Behind the film is director and co-producer, Eric Mahoney, who says that that level of participation helped push the project. “The level of connectivity and admiration they all had for Brainiac music was very powerful and very affirming that we were doing something of interest, something special,” explains Mahoney, a fellow Dayton native who saw Brainiac play while he was in high school.

“To this day, I devour music, film, and books, and to this day that band is seared into my DNA because of how incredibly innovative they were,” Mahoney says.

Mahoney long ago ditched his own musical ambitions for filmmaking. An internship with lauded indie director Jim Jarmusch led to a job on HBO’s The Wire, and in 2011, his documentary debut, North Dixie Drive. He followed up with the acclaimed narrative anthology film, Madly, for which Radhika Apte won a Best Actress award at the 2016 Tribeca Film Festival.

For the Brainiac film, Mahoney partnered with an old friend and fellow musician, New York City-based video editor Ian Jacobs, and formed Hotshot Robot Productions. “Ian was a close confidant when I first started the project,” says Mahoney. “He was the one I was always bouncing ideas off: He and I share a brain.”

Along with interviews, stills, and stunning live and off-stage footage, the film includes animated scenes, which gives Taylor added voice. “There isn’t much that exists where he is speaking,” explains Mahoney. “We have these concerts; we have a couple of on-camera things. Animation was a way for us to breathe life into him, so he could also be a part of it.”

Taylor’s astounding musical background is a big part of the story: he learned to play drums as a toddler; by age five, when he met Monasterio, he was playing cello; at age 16 he was playing with his father, the late jazz guitarist Terry Taylor, in a band of avant-garde jazz elite.

Brainiac Transmissions After Zero. Photo by Adam Richer

Brainiac Transmissions After Zero. Photo by Adam Richer

 

Janney, who produced Brainiac’s albums, says Taylor could have tossed off palatable chart-topping songs, but intentionally did things the wrong way. Janney talks of him “perverting the sound,” similar to how Picasso, not content as a great portraitist, deconstructed and disrupted painting. “Tim was that elevated an artist: that jazz band he played in was astounding. Disruptive is an apt adjective,” agrees Mahoney.

Taylor and his fellow disruptors thrived in the mid-90s, as noise rock emerged from the underground after grunge’s non-conformism kicked down the doors to the mainstream. In the film, McCloud calls this music scene “the gold rush.”

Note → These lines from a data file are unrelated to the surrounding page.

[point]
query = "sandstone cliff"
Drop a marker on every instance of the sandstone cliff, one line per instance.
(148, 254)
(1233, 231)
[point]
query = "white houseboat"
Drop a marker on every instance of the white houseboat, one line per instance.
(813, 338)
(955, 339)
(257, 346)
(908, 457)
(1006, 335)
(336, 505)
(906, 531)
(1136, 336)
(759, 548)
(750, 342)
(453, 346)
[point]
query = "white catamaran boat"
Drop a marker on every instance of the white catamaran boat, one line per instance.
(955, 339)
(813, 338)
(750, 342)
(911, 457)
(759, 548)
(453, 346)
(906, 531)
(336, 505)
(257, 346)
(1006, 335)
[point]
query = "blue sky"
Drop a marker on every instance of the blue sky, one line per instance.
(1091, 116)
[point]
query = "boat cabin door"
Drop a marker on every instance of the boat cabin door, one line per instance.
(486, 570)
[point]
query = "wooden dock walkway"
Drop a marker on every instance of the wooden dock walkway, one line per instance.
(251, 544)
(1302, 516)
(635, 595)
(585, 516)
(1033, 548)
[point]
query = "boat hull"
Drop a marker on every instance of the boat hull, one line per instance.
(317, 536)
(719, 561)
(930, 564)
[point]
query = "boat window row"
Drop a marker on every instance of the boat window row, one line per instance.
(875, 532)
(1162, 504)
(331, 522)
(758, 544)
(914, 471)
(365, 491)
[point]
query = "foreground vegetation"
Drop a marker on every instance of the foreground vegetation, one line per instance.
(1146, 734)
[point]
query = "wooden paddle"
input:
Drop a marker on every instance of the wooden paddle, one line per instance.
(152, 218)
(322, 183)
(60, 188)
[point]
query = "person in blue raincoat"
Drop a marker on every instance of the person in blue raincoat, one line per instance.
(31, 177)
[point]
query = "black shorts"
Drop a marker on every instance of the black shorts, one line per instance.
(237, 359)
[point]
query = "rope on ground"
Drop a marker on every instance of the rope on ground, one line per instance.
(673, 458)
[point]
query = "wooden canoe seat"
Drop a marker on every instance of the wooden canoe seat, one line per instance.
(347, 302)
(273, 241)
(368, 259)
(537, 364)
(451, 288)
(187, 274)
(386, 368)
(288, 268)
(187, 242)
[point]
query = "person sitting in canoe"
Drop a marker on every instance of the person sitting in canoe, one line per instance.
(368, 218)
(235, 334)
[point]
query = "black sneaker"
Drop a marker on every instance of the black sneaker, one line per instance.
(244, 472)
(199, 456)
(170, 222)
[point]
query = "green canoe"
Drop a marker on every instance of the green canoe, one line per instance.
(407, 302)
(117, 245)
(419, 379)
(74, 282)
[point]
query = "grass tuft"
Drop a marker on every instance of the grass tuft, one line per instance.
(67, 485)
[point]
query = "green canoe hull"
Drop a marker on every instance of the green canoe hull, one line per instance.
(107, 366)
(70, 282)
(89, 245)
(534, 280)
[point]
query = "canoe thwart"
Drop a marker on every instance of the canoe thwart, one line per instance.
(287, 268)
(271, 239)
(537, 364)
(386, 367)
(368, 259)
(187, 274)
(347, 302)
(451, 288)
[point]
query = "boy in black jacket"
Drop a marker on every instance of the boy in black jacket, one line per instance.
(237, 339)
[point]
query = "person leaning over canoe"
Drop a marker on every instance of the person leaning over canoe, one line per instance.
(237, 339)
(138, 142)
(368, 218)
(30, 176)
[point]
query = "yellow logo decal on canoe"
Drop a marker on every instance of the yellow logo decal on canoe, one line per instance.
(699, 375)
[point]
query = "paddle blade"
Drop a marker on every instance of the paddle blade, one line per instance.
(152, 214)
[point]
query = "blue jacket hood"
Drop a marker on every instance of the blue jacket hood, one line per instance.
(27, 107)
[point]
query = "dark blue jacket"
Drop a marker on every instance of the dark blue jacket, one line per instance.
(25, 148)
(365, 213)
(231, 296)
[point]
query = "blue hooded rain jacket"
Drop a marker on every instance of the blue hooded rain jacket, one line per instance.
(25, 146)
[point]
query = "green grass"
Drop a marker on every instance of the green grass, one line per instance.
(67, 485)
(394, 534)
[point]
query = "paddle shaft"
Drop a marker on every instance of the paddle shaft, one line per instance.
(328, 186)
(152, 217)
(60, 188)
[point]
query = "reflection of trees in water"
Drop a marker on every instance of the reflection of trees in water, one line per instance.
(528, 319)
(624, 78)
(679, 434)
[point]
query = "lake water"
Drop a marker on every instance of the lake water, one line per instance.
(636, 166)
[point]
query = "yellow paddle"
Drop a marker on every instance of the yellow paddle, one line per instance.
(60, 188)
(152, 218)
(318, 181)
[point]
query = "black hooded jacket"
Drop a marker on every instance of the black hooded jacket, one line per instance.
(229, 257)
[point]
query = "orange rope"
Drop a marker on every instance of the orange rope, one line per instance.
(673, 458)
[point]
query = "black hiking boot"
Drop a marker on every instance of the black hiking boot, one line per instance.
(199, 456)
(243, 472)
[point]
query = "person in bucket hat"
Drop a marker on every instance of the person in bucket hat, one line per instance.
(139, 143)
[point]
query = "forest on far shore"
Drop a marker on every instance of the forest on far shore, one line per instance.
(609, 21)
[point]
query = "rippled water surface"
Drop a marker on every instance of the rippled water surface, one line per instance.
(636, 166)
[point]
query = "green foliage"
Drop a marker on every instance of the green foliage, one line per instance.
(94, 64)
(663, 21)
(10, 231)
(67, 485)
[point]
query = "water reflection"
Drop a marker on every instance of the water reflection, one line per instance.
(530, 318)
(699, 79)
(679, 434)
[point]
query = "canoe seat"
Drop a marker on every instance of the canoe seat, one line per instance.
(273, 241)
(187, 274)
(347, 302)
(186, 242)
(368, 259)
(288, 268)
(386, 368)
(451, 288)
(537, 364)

“That was something Ian and I were interesting in dealing with under the umbrella of the story. It is almost a period piece,” says Mahoney.

The documentary’s wider arc also looks at the major record label system and a brief time when A&R reps looked in the indie rock scene for the next big thing. Success was based on recording sales and live performance reputation, not YouTube views or social media barnstorming. “I don't think people have any context of what was happening and the culture of that now,” says Mahoney.

Brainiac cashed in and signed to Interscope but never made that major label album that could have reached wider notice, something Mahoney knows could limit the documentary’s commercial appeal, but the story had to be told.

“The intention behind this is not that—obviously,” Mahoney says about making money. “We believe in it because it is an amazing story and also it’s a Shakespearean tragedy. It just happens to be about a group of artists that I couldn’t hold in higher regard.”

Brainiac: Transmissions After Zero screens as part of the SXSW Film Festival’s 24 Beats Per Second program.